Use node's `path.matchesGlob()` method: https://nodejs.org/docs/latest/api/path.html#pathmatchesglobpath-pattern.

```js
path.matchesGlob('/foo/bar', '/foo/*'); // true
```


## Jan 17, 2026

- Update getBranchNames so that it 1) pulls all branches from the repo, and 2)
  figures out which ones match the given branch globs.
- where does that get called?
  - it gets called when `repos()` is called
  - and `repos()` get called when main.ts runs, so after the beforehook is called.
  - we'll need to decide which branches get pulled in the before hook, so that the clone
    only pulls the branches we want
  - for a first-attempt solution, make a function that figures out which branches
    are available and call it multiple times: once when pulling the branches, and then also
    in subsequent calls when we're seeing which branches are available in the repo.
    - So, stop calling `repoConfig.branchesToPull` directly
  - currently failing locally because I don't have the updated beforeHook on this
    laptop. Push current work, update local repo to use the beforeHook from the
    clone-early branch, and see if that works. (update: Yes, that was the problem.)
    - this is a good reason to put the deployed repo config on the public site, too.
      I currently have different example site configs between my laptop and the deployed
      site.

## Jan 18, 2026

*An idea:* allow the object with a glob in it to also specify things like the description
and which parent branch the branch should be compared to.

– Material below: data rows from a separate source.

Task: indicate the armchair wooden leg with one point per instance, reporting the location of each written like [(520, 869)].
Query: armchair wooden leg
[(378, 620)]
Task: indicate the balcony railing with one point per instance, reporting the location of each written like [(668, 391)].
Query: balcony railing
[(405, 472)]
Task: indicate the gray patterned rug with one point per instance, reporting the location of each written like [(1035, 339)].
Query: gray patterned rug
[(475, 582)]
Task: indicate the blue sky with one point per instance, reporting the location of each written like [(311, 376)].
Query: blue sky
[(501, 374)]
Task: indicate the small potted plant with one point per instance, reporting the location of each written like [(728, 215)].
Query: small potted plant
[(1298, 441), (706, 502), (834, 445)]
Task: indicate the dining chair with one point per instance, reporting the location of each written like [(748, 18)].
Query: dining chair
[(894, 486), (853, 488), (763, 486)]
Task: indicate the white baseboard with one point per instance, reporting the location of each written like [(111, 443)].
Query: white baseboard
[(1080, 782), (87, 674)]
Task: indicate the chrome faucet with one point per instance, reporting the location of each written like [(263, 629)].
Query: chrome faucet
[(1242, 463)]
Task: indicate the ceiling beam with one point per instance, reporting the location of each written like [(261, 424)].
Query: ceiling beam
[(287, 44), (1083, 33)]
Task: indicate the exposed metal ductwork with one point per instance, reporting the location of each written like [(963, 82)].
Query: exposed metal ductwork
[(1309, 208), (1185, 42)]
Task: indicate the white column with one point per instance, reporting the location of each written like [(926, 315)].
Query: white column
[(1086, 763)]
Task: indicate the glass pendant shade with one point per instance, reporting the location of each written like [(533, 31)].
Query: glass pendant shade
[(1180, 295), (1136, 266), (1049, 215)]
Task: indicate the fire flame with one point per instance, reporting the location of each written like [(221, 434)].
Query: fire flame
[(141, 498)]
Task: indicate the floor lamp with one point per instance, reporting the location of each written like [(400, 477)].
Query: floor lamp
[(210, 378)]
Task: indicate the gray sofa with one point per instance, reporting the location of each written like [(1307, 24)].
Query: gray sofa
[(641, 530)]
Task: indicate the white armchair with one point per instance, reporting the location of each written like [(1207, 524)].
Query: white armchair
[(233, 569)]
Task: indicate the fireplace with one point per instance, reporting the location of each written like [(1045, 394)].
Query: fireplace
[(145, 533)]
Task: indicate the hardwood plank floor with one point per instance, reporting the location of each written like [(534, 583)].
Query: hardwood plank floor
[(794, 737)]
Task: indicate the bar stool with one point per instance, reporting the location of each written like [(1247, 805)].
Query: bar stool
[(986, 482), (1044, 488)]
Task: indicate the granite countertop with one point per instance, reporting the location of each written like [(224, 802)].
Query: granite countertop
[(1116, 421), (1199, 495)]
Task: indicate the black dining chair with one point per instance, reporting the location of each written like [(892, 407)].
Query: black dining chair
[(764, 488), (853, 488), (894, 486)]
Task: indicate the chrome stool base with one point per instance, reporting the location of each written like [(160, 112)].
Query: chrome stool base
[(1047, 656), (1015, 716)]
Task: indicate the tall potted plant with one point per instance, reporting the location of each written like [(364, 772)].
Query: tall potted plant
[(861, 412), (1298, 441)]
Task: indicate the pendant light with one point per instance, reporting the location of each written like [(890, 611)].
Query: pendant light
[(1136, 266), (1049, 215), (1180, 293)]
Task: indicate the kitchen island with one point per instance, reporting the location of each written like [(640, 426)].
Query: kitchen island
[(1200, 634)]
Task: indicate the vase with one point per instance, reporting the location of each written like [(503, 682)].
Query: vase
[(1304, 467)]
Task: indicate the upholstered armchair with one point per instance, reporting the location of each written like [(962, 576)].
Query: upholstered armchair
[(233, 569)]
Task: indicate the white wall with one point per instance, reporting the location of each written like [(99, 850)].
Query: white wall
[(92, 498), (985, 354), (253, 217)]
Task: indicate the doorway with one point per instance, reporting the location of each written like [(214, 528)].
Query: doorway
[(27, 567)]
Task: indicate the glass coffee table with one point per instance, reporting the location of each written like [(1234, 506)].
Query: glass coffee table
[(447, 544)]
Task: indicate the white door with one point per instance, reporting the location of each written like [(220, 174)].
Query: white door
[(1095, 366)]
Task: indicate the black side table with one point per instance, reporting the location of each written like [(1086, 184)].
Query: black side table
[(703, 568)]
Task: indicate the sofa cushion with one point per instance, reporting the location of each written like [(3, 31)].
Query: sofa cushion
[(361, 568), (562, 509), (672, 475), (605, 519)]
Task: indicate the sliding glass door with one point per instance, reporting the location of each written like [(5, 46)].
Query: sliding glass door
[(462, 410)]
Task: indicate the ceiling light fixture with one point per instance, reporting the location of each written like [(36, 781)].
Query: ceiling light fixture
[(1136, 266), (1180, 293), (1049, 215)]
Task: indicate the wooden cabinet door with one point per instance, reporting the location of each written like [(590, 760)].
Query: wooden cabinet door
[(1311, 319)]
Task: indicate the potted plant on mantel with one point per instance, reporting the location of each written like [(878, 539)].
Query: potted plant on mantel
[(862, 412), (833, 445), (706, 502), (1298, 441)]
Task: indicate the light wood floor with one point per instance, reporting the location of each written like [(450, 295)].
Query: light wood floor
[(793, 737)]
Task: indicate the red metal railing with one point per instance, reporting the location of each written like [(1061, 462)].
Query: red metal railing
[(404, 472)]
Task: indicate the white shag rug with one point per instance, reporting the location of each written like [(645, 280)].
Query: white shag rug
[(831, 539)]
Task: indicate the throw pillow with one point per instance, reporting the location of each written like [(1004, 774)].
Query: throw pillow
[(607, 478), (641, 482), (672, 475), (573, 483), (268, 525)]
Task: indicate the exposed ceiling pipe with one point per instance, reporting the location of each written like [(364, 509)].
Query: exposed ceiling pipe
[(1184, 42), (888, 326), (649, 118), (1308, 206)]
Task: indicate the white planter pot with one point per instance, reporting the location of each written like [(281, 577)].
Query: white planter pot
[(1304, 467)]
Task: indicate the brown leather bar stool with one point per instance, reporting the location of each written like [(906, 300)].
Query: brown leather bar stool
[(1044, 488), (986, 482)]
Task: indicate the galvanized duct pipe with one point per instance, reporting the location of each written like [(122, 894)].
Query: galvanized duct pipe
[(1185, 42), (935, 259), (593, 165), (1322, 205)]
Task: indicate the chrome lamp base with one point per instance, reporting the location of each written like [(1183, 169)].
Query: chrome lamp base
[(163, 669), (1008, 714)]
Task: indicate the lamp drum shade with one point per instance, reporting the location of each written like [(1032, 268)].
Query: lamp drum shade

Multiple branch patterns (let's use the word "pattern" instead of "glob") can match
the same branch -- the more specific one should be used.

E.g.:

```
branchesToPull: [
  {
    pattern: "deploy/**",
    description: "A deployed branch",
  },
  {
    pattern: "deploy/v2**",
    description: "A version 2 deployed branch",
  }
]
```

In the above example, branch `deploy/v1.0.1` should have the description "A deployed
branch," but branch `deploy/v2.0.1` should have the description "A version 2
deployed branch."

Is the "more specific pattern" just always the one that is longer? Try this for now.